The most active corn contract for December delivery fell 5.75 cents, or 0.84 percent, to settle at 6.7725 U.S. dollars per bushel. December wheat plunged 22.5 cents, or 2.67 percent, to settle at 8.2025 dollars per bushel. November soybean lost 5.25 cents, or 0.37 percent, to settle at 14.325 dollars per bushel.
November soybean futures sagged with soybeans finding consumptive demand under 14.10 dollars. Corn and wheat futures went lower on profit taking amid the macroeconomic weakness across a host of financial markets. Rising U.S. and world interest rates will cause a contraction in a host of assets valuations with hedge fund managers being extremely cautious with new investments until after the next Federal Reserve meeting in September.
CBOT weakness is forecast into midweek. Chicago-based research company AgResource looks for late week rally as traders will not take a position home into a 3-day U.S. holiday weekend.
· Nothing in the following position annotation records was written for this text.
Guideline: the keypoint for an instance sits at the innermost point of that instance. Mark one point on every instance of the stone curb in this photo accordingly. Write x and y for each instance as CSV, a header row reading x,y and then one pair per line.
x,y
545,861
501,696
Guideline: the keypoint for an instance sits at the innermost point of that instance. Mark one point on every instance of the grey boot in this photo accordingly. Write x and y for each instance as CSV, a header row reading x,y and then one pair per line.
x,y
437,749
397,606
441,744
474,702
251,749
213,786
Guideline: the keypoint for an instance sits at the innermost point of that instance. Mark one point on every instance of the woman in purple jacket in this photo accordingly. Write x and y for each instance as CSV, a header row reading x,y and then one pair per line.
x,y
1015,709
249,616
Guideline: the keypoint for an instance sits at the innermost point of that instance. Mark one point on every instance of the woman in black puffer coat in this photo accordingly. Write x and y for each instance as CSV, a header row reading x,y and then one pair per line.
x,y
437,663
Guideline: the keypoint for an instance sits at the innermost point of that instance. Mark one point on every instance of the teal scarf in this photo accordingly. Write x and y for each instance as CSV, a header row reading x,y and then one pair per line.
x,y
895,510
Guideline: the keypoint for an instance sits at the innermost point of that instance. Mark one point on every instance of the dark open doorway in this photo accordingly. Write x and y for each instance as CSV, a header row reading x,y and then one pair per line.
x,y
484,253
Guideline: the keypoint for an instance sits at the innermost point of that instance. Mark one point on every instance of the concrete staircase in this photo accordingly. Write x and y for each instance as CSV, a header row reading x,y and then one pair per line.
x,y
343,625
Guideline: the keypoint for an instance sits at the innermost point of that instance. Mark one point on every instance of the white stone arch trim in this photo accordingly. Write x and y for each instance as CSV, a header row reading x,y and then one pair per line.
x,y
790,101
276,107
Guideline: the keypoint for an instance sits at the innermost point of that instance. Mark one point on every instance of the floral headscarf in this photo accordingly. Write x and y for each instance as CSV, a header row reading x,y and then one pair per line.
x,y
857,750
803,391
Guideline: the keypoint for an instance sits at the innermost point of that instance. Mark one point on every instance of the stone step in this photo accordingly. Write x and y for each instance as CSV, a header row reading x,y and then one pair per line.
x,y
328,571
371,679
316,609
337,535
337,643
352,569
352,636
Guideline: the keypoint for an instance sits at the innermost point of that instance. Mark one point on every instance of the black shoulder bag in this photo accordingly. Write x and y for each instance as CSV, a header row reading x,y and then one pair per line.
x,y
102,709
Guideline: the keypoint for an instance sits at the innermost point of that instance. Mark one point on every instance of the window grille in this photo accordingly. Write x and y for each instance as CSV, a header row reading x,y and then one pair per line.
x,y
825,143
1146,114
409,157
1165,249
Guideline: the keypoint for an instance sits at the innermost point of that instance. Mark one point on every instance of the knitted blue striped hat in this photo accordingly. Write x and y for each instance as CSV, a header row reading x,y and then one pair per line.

The U.S. Department of Agriculture announced on Tuesday the sale of 264,000 metric tons of U.S. soybeans to an unknown destination for 2022-2023.
The Ukrainian agricultural minister forecast that the country's October grain exports would reach 6.0-6.5 million metric tons, double the volume of recent months as three sea ports in Southeast Ukraine fully reopen.